〇iPS再生T細胞療法を独自技術とするバイオベンチャー
〇がんペプチドワクチンを用いた、再生T細胞の製造開発
〇固形がんに対する治験の実施に向けて、前臨床試験を進めている
会社名 | サイアス株式会社 Thyas Co. Ltd. |
所在地 | 京都市左京区吉田下阿達町46-29 京都大学医薬系総合研究棟411, 413S, 415 |
代表者 | 代表取締役 等 泰道 |
設立 | 2015年8月24日 |
上場 | 非上場 |
【会社概要】
京都大学iPS細胞研究所の金子新 准教授(サイアス社取締役)の開発した、iPS再生T細胞療法を独自技術とするバイオベンチャーです。これは、がん細胞を特異的に認識し攻撃するT細胞からiPS細胞を作製・増殖させ、再度T細胞を誘導することで、がん細胞傷害活性の高いT細胞を大量に作製する技術です。現在、固形がんに対する自家iPS再生T細胞療法の治験に向けて、前臨床試験が進められています。
【事業内容】
コア技術:iPS再生T細胞療法
サイアス社の独自技術は、iPS再生T細胞療法です。T細胞では、抗原を認識する部位(T cellreceptor; TCR)のゲノム配列の組み換えが起こり、それにより種々の抗原を認識する多様なT細胞が作られます。しかしながら、がん患者の体内ではこれらの細胞傷害性T細胞は疲弊した状態にあり細胞傷害活性を失っていることが分かってきています。また細胞傷害性T細胞は生体外で増殖させることが難しく、大量に得ることが困難です。

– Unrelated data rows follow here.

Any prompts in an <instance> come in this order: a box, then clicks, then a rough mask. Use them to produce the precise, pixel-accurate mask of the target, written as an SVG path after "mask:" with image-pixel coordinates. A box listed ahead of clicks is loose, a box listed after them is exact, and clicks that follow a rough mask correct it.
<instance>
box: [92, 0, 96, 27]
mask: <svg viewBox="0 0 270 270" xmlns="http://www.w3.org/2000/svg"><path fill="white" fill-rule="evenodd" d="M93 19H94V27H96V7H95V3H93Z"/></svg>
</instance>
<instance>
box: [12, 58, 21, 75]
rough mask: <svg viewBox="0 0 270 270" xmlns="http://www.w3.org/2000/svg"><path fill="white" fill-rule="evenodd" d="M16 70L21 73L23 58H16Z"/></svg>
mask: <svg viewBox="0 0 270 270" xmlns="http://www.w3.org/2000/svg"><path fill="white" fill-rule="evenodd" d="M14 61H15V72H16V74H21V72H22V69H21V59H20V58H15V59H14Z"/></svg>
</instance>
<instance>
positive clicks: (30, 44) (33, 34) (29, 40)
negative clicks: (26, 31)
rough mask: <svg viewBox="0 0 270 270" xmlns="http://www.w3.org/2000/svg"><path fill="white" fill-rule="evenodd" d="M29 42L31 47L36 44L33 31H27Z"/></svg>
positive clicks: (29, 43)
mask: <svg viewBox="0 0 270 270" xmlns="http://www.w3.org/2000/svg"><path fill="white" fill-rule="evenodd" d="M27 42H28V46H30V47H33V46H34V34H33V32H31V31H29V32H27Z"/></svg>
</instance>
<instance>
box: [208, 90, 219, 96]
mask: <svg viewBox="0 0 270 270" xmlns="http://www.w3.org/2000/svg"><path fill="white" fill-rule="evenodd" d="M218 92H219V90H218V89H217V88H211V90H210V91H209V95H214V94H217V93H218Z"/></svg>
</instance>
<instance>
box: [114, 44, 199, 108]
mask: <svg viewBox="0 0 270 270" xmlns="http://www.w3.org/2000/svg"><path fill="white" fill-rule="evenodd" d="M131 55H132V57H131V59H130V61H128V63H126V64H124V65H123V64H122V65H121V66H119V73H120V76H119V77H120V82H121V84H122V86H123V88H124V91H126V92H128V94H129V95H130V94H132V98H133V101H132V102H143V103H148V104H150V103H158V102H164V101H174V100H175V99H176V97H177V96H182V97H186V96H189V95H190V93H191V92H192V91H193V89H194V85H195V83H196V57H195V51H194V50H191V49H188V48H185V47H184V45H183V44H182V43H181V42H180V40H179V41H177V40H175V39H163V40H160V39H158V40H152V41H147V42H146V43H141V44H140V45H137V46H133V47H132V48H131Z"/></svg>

そこでこの技術では、がん細胞を特異的に認識し攻撃する細胞傷害性T細胞(キラーT細胞)を患者から分離し、そのT細胞からiPS細胞を作製します(T-iPS細胞)。このT-iPS細胞は元のT細胞と同じゲノム配列を有するため、T-iPS細胞から再度T細胞に分化させると、誘導されたT細胞は元のT細胞と同様にがん細胞を認識し、さらに一度初期化したことで細胞傷害活性が回復し、がん細胞を攻撃することができます。
したがって、T-iPS細胞の段階で大量に増殖させ、その後T細胞に分化させることで、がん細胞に対して傷害活性を示すT細胞を大量に得ることができます。
この技術は、京都大学iPS細胞研究所の金子新 准教授らによって開発された技術です。同研究室が発表した論文は、Cell Stem Cell誌の表紙を飾っています。弓を構える2人の女性は、それぞれ元の、およびiPS技術で再生した細胞傷害性T細胞を表しており、着物には「T細胞」の文字も見えます。金子准教授は2018年よりサイアス社の取締役に就任しています。
がんペプチドワクチンによるがん細胞傷害性T細胞作製
サイアス社は、がんペプチドワクチンを用いたがん細胞傷害性T細胞の開発を行っています。これは、がんペプチドワクチンを認識するT細胞を元にT-iPS細胞を作製することで、治療効果の高い再生T細胞を作製する技術です。
がんペプチドワクチンは、オンコセラピー・サイエンス株式会社が開発したものを用い、この再生T細胞について、開発・製造・販売の許諾契約を同社と締結しています。
臨床開発状況
現在、固形がんに対する自家iPS再生T細胞療法の治験に向けて、前臨床試験が進められています。2020年代半ば頃の早期承認を目指しています。